Calgary small business enjoying sweet smell of success

Building a successful business from scratch in Calgary during challenging times? It’s no sweat for sisters-in-law Pippa and Neige Blair, creators of natural deodorants.

Their company, Routine, is the 2019 ATB Small Business Calgary Award winner and they’ve expanded their line of natural oils and cream deodorants throughout Canada, the United States and are now selling world-wide.

Routine got its start as a pop-up business at Calgary’s Market Collective eight years ago. Despite the economy’s twists and changes, the business partners are showing no signs of slowing down.

And they have zero interest in moving outside of Calgary to manage their company’s fast-paced growth.

“It’s snowballing and it’s a supportive community,” said Neige. “Why wouldn’t we stay in Calgary? Why not here and why not create jobs in your community? There’s no reason not to. We have everything we need here; we have all the resources.”

The partners say they’re content to continue growing their family-based business from their hometown.

“Calgary is an incredibly self-sufficient city,” said Pippa. Everything you need you can get locally. You don’t need to go to Toronto or Vancouver for suppliers. There are incredible businesses that are here and because they’re hungry for business during a hurting economy, they will make things happen for you.”

To help with our city’s economic recovery, The City of Calgary is focusing on revitalizing its downtown and streamlining permitting processes to reduce barriers to success for business owners. One of the most notable changes is coming to The City of Calgary’s business licensing system in January 2020. Business licence fees will be reduced by 10 per cent and fees for moving businesses will be removed. These and more changes will save the business community up to $1 million a year, says The City’s Business and Local Economy leader Sonya Sharp.

“Having previously owned my own businesses, I can relate to what entrepreneurs experience. At the end of the day, business owners are taking great personal and financial risks, in the hopes it all works out,” said Sharp. “Routine is an example of a small business using the strategic advantages Calgary offers and is flourishing in this new economy. They are a great example of why Calgary is the best place to start and grow a business.”

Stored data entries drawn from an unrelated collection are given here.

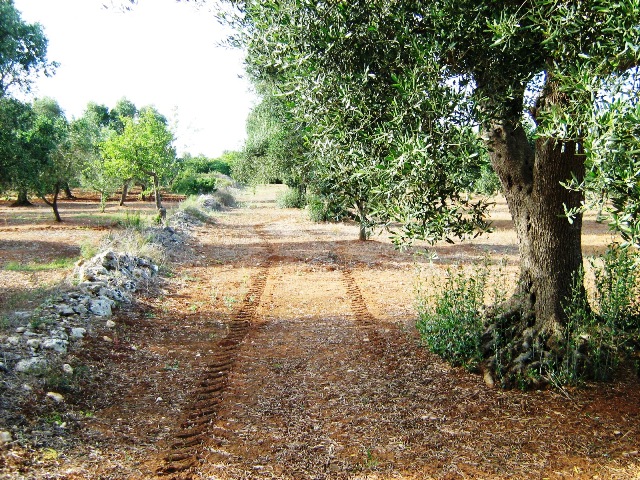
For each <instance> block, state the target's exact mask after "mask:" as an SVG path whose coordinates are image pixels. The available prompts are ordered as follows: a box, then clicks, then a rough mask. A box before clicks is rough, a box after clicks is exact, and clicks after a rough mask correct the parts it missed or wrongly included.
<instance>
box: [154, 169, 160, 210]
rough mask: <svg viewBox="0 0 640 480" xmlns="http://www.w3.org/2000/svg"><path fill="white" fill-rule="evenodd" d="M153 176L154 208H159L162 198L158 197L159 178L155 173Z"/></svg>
mask: <svg viewBox="0 0 640 480" xmlns="http://www.w3.org/2000/svg"><path fill="white" fill-rule="evenodd" d="M152 177H153V193H154V195H155V197H156V208H157V209H158V210H160V209H161V208H162V199H161V198H160V179H159V178H158V176H157V175H152Z"/></svg>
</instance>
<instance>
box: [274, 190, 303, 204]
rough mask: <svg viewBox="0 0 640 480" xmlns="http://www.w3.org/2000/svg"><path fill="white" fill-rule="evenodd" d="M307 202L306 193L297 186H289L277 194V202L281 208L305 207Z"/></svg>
mask: <svg viewBox="0 0 640 480" xmlns="http://www.w3.org/2000/svg"><path fill="white" fill-rule="evenodd" d="M305 203H306V200H305V195H304V194H302V193H300V191H299V190H297V189H295V188H287V189H286V190H285V191H283V192H280V193H278V195H277V196H276V204H277V205H278V207H280V208H304V206H305Z"/></svg>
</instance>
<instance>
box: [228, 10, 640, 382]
mask: <svg viewBox="0 0 640 480" xmlns="http://www.w3.org/2000/svg"><path fill="white" fill-rule="evenodd" d="M231 3H232V4H234V5H235V6H237V7H238V8H239V13H238V14H237V15H235V16H233V15H231V16H227V20H228V21H229V22H230V23H231V24H232V25H234V26H235V27H236V31H237V32H238V33H237V36H236V37H235V38H234V42H236V43H238V44H241V45H243V46H245V47H246V49H247V52H248V56H247V65H248V72H249V74H250V76H251V78H252V79H253V80H254V81H255V82H256V83H258V84H260V85H273V91H274V92H275V93H276V94H277V95H278V96H279V97H280V98H282V99H283V103H284V105H286V106H287V111H288V113H289V114H291V115H292V116H293V118H295V119H296V120H297V121H299V122H300V123H301V124H304V125H305V127H306V134H307V136H308V139H309V155H310V156H311V157H313V158H315V159H316V160H317V161H318V162H320V163H321V164H322V166H323V167H324V169H325V171H326V172H328V174H329V175H335V177H334V178H338V177H340V176H341V177H342V178H343V179H344V180H343V181H344V182H347V183H348V184H349V185H350V186H354V185H357V184H360V185H366V186H367V187H368V189H369V190H368V191H367V192H366V194H365V196H366V198H367V201H368V202H370V203H371V208H372V210H373V211H375V213H376V214H377V215H378V216H379V217H380V218H387V219H389V220H390V221H398V222H400V223H401V224H402V225H403V228H404V232H403V233H401V235H400V236H401V237H404V238H412V237H415V238H423V239H426V240H429V241H435V240H437V239H440V238H447V239H452V238H453V237H463V236H466V235H470V234H473V232H474V231H478V230H482V229H483V228H485V226H486V224H485V223H484V212H485V207H486V205H485V203H484V202H483V200H482V199H476V200H473V199H470V198H469V197H468V196H467V195H466V190H467V188H466V186H467V185H466V184H467V181H466V180H465V178H464V175H463V174H462V172H465V171H467V170H469V168H475V167H477V159H479V158H480V157H481V156H482V155H483V152H486V153H487V154H488V156H489V158H490V160H491V164H492V166H493V169H494V170H495V172H496V173H497V175H498V177H499V178H500V182H501V185H502V193H503V194H504V195H505V197H506V199H507V203H508V205H509V209H510V211H511V214H512V217H513V219H514V223H515V228H516V232H517V235H518V239H519V248H520V256H521V275H520V280H519V282H518V289H517V292H516V294H515V295H514V297H513V299H512V300H511V301H510V302H509V305H507V306H506V307H505V309H503V311H505V312H506V313H504V314H503V315H502V316H501V318H498V319H496V322H497V323H496V325H498V326H499V328H495V329H493V327H491V328H489V329H488V330H487V332H488V333H487V334H488V335H490V332H496V331H497V332H500V335H506V336H507V337H508V340H507V341H508V342H513V344H514V345H515V344H517V342H518V341H521V336H522V335H523V334H524V333H523V332H525V330H527V329H529V328H532V329H533V331H534V333H535V335H534V336H535V337H536V338H537V339H538V340H537V342H538V343H539V345H541V346H540V350H541V351H547V352H548V353H549V355H550V356H557V355H561V354H562V353H561V352H558V351H557V349H555V347H554V345H555V343H554V339H557V338H558V336H560V335H562V332H563V330H564V326H565V323H566V314H565V312H564V309H563V302H565V300H566V298H569V295H570V291H571V288H572V285H571V282H572V278H573V277H575V275H576V274H577V273H578V271H579V270H580V268H581V267H582V252H581V240H580V235H581V226H582V219H581V211H582V209H583V208H584V205H585V196H584V194H585V189H587V188H598V189H599V190H600V193H602V194H603V197H602V198H604V199H605V200H606V199H607V197H608V196H609V197H610V198H611V199H612V200H614V201H613V202H612V213H613V214H614V217H615V218H614V222H613V224H614V225H616V226H618V227H619V229H620V230H621V231H622V232H623V233H624V234H625V235H627V238H628V240H629V241H630V242H631V243H636V244H637V243H638V239H637V237H635V236H634V233H633V232H634V231H637V230H636V227H634V225H633V224H634V222H635V220H634V218H637V217H634V209H635V208H637V207H636V205H637V202H635V201H631V202H629V201H628V200H629V199H630V198H631V199H633V197H634V196H635V198H637V184H638V177H637V174H635V173H634V172H637V171H638V169H637V168H636V169H635V170H634V167H637V166H638V160H637V155H636V156H634V155H630V154H629V152H633V151H634V150H633V148H634V147H633V142H632V139H633V138H634V132H635V129H636V128H637V125H634V123H633V118H635V117H634V110H633V108H630V107H629V108H627V107H625V108H624V114H619V113H620V109H619V108H615V107H614V105H615V103H616V102H619V101H620V102H623V104H624V105H625V106H635V105H637V96H638V93H639V92H640V89H639V88H638V82H637V79H636V73H637V71H636V68H635V67H636V65H637V64H638V57H639V54H640V41H639V38H638V36H639V35H640V29H639V28H638V25H640V6H639V5H638V3H637V2H636V1H634V0H623V1H616V2H613V1H605V0H590V1H585V2H558V1H555V0H530V1H526V2H521V1H518V2H512V1H506V2H497V1H494V0H483V1H477V0H473V1H471V0H462V1H460V0H436V1H426V0H391V1H388V0H373V1H371V0H355V1H352V2H342V1H335V2H314V1H311V0H279V1H275V0H273V1H272V0H255V1H252V0H248V1H242V2H231ZM611 108H613V110H611ZM606 111H610V113H609V114H608V115H615V118H616V122H611V121H606V119H607V117H606V115H607V114H603V112H606ZM616 112H618V113H616ZM603 115H605V116H603ZM602 121H604V124H605V125H607V124H608V125H609V127H605V128H602V127H600V126H598V125H600V123H598V122H602ZM529 124H532V125H533V126H534V127H533V132H534V133H533V138H531V136H530V135H529V136H528V135H527V133H528V132H527V130H530V128H528V125H529ZM614 125H615V127H614ZM607 137H608V138H609V141H608V142H609V143H607V145H611V144H615V145H617V146H618V148H616V149H615V150H614V151H611V150H610V149H606V148H600V147H599V146H598V145H600V146H601V145H602V143H598V141H597V140H595V139H596V138H598V139H600V142H602V141H604V140H603V139H605V138H607ZM596 147H597V148H596ZM614 153H615V154H614ZM625 162H626V163H625ZM587 167H588V168H589V172H590V173H589V174H586V171H587ZM630 167H631V168H630ZM596 177H599V178H600V179H603V178H605V179H606V180H605V181H604V182H602V181H601V182H600V183H598V182H596V181H595V179H596ZM568 186H569V187H571V188H567V187H568ZM605 186H606V188H603V187H605ZM616 195H617V196H618V197H619V198H618V199H617V200H616V197H615V196H616ZM622 199H624V200H622ZM567 217H569V219H568V218H567ZM616 219H617V220H616ZM569 220H570V221H569ZM625 232H626V233H625ZM488 321H489V322H491V320H490V319H489V320H488ZM518 338H520V340H518ZM487 345H488V347H487V352H486V354H487V368H489V369H490V368H492V367H491V365H492V360H491V355H492V353H491V349H492V347H491V342H488V343H487ZM516 356H517V355H516ZM514 357H515V356H514ZM554 358H555V357H554ZM513 368H514V369H515V370H514V372H515V373H516V374H517V373H518V372H517V371H516V370H518V369H520V370H521V369H522V368H526V365H524V364H522V365H513Z"/></svg>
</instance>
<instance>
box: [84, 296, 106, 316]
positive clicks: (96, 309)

While the face of oil and gas industry is definitely changing, entrepreneurs like the Blairs say it’s a good time to do business in Calgary.

“There’s a whole other community that is thinking outside the box after the downturn,” said Neige. “It doesn’t all have to be one thing. You don’t need to put all your eggs in one basket.

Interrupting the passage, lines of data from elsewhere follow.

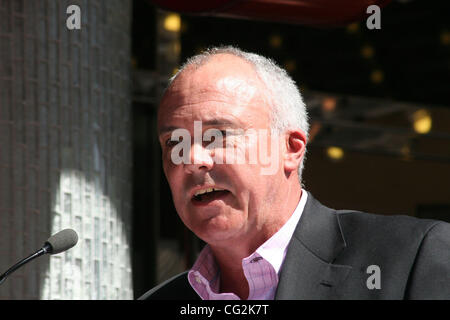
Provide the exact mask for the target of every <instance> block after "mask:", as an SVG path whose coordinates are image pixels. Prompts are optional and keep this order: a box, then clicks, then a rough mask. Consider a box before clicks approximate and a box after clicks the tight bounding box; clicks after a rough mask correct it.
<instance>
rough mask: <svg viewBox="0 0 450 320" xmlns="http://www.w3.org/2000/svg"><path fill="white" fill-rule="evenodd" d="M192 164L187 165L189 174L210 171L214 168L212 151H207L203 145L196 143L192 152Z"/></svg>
mask: <svg viewBox="0 0 450 320" xmlns="http://www.w3.org/2000/svg"><path fill="white" fill-rule="evenodd" d="M190 152H191V154H190V163H189V164H186V165H185V168H186V170H187V171H188V172H190V173H194V172H198V171H202V170H204V171H209V170H211V169H212V167H213V166H214V159H213V154H212V152H213V151H212V150H208V149H206V148H205V147H204V146H203V145H202V144H197V143H194V144H193V145H192V146H191V150H190Z"/></svg>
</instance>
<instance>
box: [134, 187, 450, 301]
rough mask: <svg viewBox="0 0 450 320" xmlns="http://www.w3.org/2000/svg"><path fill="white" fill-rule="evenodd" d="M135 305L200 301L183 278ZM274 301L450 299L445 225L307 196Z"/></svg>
mask: <svg viewBox="0 0 450 320" xmlns="http://www.w3.org/2000/svg"><path fill="white" fill-rule="evenodd" d="M373 265H375V266H378V267H379V272H378V271H376V270H375V271H374V270H373V269H371V268H369V266H373ZM368 268H369V269H368ZM377 276H379V277H378V278H376V277H377ZM377 280H380V281H379V282H378V284H380V288H379V289H378V288H377V287H375V288H374V285H375V284H377ZM368 283H369V286H368ZM369 288H372V289H369ZM139 299H141V300H145V299H168V300H176V299H187V300H191V299H199V296H198V295H197V294H196V292H195V291H194V290H193V289H192V288H191V286H190V284H189V282H188V280H187V272H184V273H181V274H179V275H177V276H175V277H173V278H172V279H169V280H167V281H166V282H164V283H162V284H160V285H158V286H157V287H155V288H153V289H151V290H150V291H148V292H147V293H145V294H144V295H143V296H141V297H140V298H139ZM275 299H450V224H448V223H445V222H442V221H436V220H425V219H417V218H413V217H408V216H382V215H375V214H368V213H364V212H358V211H349V210H333V209H330V208H327V207H325V206H323V205H322V204H321V203H320V202H319V201H317V200H316V199H315V198H314V197H313V196H312V195H311V194H310V193H308V201H307V202H306V205H305V209H304V211H303V214H302V216H301V219H300V222H299V224H298V225H297V227H296V229H295V232H294V234H293V236H292V239H291V241H290V243H289V246H288V251H287V253H286V259H285V261H284V263H283V266H282V268H281V272H280V280H279V285H278V288H277V291H276V295H275Z"/></svg>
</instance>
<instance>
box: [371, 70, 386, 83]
mask: <svg viewBox="0 0 450 320" xmlns="http://www.w3.org/2000/svg"><path fill="white" fill-rule="evenodd" d="M370 80H371V81H372V82H373V83H376V84H378V83H381V82H383V80H384V74H383V71H381V70H375V71H373V72H372V73H371V75H370Z"/></svg>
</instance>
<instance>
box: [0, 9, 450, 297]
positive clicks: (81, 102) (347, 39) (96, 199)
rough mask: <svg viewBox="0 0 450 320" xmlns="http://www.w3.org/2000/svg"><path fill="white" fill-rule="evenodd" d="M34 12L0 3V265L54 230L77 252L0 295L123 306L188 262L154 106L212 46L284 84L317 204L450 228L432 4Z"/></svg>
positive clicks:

Diversifying is key, she said. “If you have a good you create here you can sell it in other communities, too. There’s always going to be economic downturns in all different pockets. If you can diversify, the ones who aren’t going through a downturn will lift you up.”

And that’s exactly what’s happening for Routine, which is expanding at a rapid pace.

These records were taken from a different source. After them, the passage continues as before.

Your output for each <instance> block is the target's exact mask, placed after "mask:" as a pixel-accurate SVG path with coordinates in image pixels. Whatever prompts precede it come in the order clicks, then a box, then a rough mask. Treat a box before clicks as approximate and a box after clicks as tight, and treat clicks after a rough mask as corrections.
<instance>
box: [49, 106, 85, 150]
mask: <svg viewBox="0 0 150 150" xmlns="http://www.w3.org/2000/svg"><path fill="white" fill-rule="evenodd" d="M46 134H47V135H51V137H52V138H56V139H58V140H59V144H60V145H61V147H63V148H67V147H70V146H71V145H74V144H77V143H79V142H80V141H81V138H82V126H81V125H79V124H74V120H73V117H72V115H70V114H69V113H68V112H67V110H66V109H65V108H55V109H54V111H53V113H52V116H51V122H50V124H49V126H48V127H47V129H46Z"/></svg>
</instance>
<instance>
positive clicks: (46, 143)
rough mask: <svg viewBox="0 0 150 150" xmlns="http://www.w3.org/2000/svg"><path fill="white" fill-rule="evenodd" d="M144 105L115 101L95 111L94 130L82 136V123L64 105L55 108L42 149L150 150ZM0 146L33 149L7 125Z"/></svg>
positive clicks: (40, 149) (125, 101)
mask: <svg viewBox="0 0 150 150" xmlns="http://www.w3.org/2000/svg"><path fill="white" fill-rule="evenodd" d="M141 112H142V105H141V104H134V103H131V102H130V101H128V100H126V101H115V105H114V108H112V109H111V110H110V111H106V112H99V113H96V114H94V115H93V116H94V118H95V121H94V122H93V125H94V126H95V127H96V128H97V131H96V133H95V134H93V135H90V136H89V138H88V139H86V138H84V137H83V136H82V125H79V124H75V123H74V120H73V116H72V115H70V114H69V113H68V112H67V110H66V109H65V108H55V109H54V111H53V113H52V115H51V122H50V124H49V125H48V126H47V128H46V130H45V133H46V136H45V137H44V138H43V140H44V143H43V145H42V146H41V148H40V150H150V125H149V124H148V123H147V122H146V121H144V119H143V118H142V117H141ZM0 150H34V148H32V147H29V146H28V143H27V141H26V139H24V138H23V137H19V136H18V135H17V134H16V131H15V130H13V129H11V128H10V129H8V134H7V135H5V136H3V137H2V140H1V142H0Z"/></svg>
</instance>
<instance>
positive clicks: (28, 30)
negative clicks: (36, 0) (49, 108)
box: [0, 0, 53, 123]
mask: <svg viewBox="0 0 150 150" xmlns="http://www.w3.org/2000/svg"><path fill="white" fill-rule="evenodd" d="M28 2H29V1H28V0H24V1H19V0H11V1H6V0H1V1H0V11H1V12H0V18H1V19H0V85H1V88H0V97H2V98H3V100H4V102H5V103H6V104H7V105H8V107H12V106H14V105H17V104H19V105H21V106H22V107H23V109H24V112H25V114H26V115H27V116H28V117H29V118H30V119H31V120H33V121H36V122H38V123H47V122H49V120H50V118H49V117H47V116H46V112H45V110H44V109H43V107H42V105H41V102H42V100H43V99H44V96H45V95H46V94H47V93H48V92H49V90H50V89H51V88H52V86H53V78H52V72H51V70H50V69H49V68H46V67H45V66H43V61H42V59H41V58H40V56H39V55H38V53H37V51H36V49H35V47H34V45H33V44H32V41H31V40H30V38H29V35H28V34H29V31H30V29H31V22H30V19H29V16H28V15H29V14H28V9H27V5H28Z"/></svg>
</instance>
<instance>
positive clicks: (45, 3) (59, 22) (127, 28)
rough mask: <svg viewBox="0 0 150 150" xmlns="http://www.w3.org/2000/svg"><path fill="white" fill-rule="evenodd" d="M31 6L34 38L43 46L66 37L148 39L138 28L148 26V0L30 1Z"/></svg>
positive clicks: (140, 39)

“Calgary is an incredible city to start your product because people jump in and support it,” said Pippa. “Look what happened to us, we literally got into our first 100 stores in Calgary because people said, ‘I want this product I want to buy it so you need to carry it.’ The sheer amount of people who purchase our product and support us… it just makes sense for us to be here.”

Neige agrees Calgary is a great city for entrepreneurs.

“People here are hungry for different, for new. We’re the wild west – you can basically do whatever you want in Calgary. I feel like Calgary’s growing in such a positive direction in this community.”

Real estate prices, coworking office spaces, reasonable rent and vacancies are making it easier for new businesses to get started.

“There’s a good community to support you here,” said Neige. “You can start small and grow. You can test the waters and see how it works.”

The pair say those interested in launching a product they believe in need to take a chance and everything will follow.

“The hardest part for people is committing to that action,” said Pippa. “But do it. If you have a great product, people in Calgary will buy it and your company will grow.”